Oil, agri imports widen trade gap

Inward shipments of products under both categories surged 128% in Jul-Dec


Usman Hanif January 18, 2022
PHOTO: AGENCIES

KARACHI:

The sector wise analysis of trade figures for July-December 2021, released on Monday by the Pakistan Bureau of Statistics, revealed that imports of transport, petroleum and agricultural products offset the gains made by exports of textile and other sectors.

As reported earlier, the trade deficit during December 2021 clocked in at $4.9 billion, a jump of 87% year-on-year.

This took the deficit to $25.5 billion in the July-December period of this fiscal year, an increase of 107% on a year-on-year basis. “The gap widened primarily due to petroleum and agricultural imports that surged by 119% in December 2021 on the back of higher global crude oil and commodity prices,” AHL Head of Research Tahir Abbas underlined.

During July-December of FY22, imports under the two categories surged by 128% on a year-on-year basis, he said.
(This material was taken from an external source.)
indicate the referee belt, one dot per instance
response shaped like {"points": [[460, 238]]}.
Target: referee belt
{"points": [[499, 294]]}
On the other hand, exports also witnessed an increase of 17% year-on-year to $2.7 billion in December 2021, he said.

The export figure surged to $15.1 billion in the first half of this fiscal year, a growth of 25% year-on-year.

Arif Habib Commodities CEO Ahsan Mehanti was of the view that textile exports performed well mainly due to devaluation of rupee against the US dollar and adverse impact of the Covid-19 pandemic on competitive economies.

The expensive imports of petroleum products and agricultural commodities contributed to the deficit, as the country witnessed a shortfall in local agricultural production, he pointed out. AHL auto analyst Arsalan Hanif underlined that imports of transport material mainly comprised of completely built units (CBU) and completely knocked down (CKD) kits.

On a month-on-month basis, imports of transport group declined by 8% on the back of 30% drop in CBU imports. Citing reasons being the decline, he said that depreciation of rupee coupled with the duties on CBU made the merchandise unattractive for the importers. “Going forward, this trend is likely to continue,” Hanif projected. “Trade deficit is bound to increase when imports are more than the exports,” Union of Small and Medium Enterprises (UNISAME) President Zulfikar Thaver said.

Moreover, debt servicing is also a grave concern, given the depreciation of local currency and interest rates.

“Petroleum prices have surged, resulting in hike in the logistics cost,” he said adding that the global demand of shipping containers had also hiked the freight charges.

Most of the segments, including textile, registered an increase in exports however, a few divisions depicted opposite trend, he pointed out.

“Even home remittances have increased,” he said.

Thaver was of the view that the imports of capital goods under China-Pakistan Economic Corridor (CPEC) projects had also contributed “to the increase in deficit for the time being”.

In the long-run, however, it would be fruitful as it would promote exports and import substitution, he added.

Earlier this month, a meeting, held with Adviser to Prime Minister on Commerce Abdul Razak Dawood in chair, discussed that the trade deficit was likely to come down following approval of the mini-budget as it would discourage imports following imposition of higher taxes on luxury items. “Import growth is likely to be reduced along with import value with the resumption of the International Monetary Fund (IMF) programme,” the participants were told.

“Reduction in trade deficit in the coming months is imminent due to a stringent ongoing review and the checks put in place by financial support providers.” Arif Habib Limited analyst Sana Tawfik said imports were expected to slow down on the back of a forecast decline in international commodity prices.

Published in The Express Tribune, January 18th, 2022.